3.3              L’autorité compétente qui aurait été appelée, en septembre 2013, à statuer sur la question de la libération conditionnelle, n’aurait au surplus pu que tenir compte de l’existence des peines subies entre le 31 octobre 2012 et le 17 février 2013, ce qui l’aurait conduit à constater que les conditions d’une libération conditionnelle n’étaient pas remplies. Elle aurait également tenu compte des antécédents pénaux du prévenu et des constats faits par le Tribunal correctionnel de l’arrondissement de Lausanne dans son jugement du 30 juillet 2013, selon lesquels M.________ est venu en Suisse uniquement pour y commettre des délits, qu’il est installé dans la délinquance depuis plusieurs années déjà et qu’il n’a que peu participé à l’instruction, minimisant sa participation à un trafic, faisant des déclarations confuses et passablement contradictoires tout au long de l’enquête et aux débats (jgt., p. 18).

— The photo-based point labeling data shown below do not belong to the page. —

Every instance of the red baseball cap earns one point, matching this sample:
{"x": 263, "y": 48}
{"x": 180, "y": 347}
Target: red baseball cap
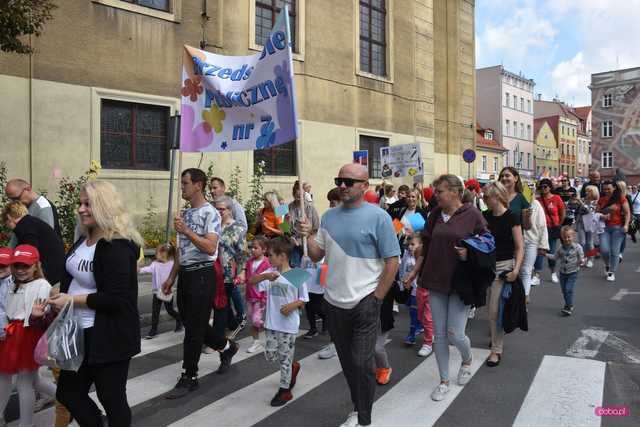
{"x": 5, "y": 256}
{"x": 25, "y": 254}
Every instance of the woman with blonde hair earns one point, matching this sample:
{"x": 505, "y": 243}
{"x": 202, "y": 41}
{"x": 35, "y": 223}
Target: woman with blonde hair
{"x": 506, "y": 229}
{"x": 267, "y": 219}
{"x": 101, "y": 281}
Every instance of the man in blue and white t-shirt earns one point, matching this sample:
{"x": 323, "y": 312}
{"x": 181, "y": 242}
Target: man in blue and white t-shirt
{"x": 361, "y": 251}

Le pronostic sous l’angle de l’art. 86 CP semble, par conséquent, en l’état tout à fait défavorable, de sorte qu’il importe peu que la libération conditionnelle soit ou non justifiée sous l’angle du bon comportement de l’appelant en détention.

 

              Considérant l’ensemble de ces éléments, une appréciation des circonstances concrètes ne permet pas d’aboutir à la conclusion que les conditions de la libération conditionnelle apparaîtraient d’emblée remplies en septembre 2013.

 

              Il résulte de l’ensemble de ce qui précède que la détention de M.________ n’est en l’état pas disproportionnée.

 

 

4.              En définitive, la demande de mise en liberté immédiate déposée par M.________ doit être rejetée.

 

 

5.              Il sera statué sur les frais de la présente décision à l'issue de la cause au fond.

 

Par ces motifs,

le Président de la Cour d’appel pénale,

en application les articles 212 al. 3, 221 al. 1 lit. a et 233 CPP,

statuant à huis clos :

 

              I.              Rejette la requête de mise en liberté présentée par M.________.

 

              II.              Dit que les frais suivent le sort de la cause.

 

              III.              Déclare la présente décision exécutoire.

 

Le président :               La greffière :

 

 

 

 

Du

 

              Le jugement qui précède, dont la rédaction a été approuvée à huis clos, est notifié, par l'envoi d'une copie complète, à :

-              Me Kathrin Gruber, avocate (pour M.________),

-              M. le Procureur général du canton de Vaud,

 

              et communiquée à :

-              Mme la Présidente du Tribunal correctionnel de l’arrondissement de Lausanne,

-              Office d’exécution des peines,

 

              par l'envoi de photocopies.

 

              Le présent jugement peut faire l'objet d'un recours en matière pénale devant le Tribunal fédéral au sens des art. 78 ss LTF (loi du 17 juin 2005 sur le Tribunal fédéral – RS 173.110), cas échéant d'un recours constitutionnel subsidiaire au sens des art. 113 ss LTF. Ces recours doivent être déposés devant le Tribunal fédéral dans les trente jours qui suivent la notification de l'expédition complète (art. 100 al. 1 LTF).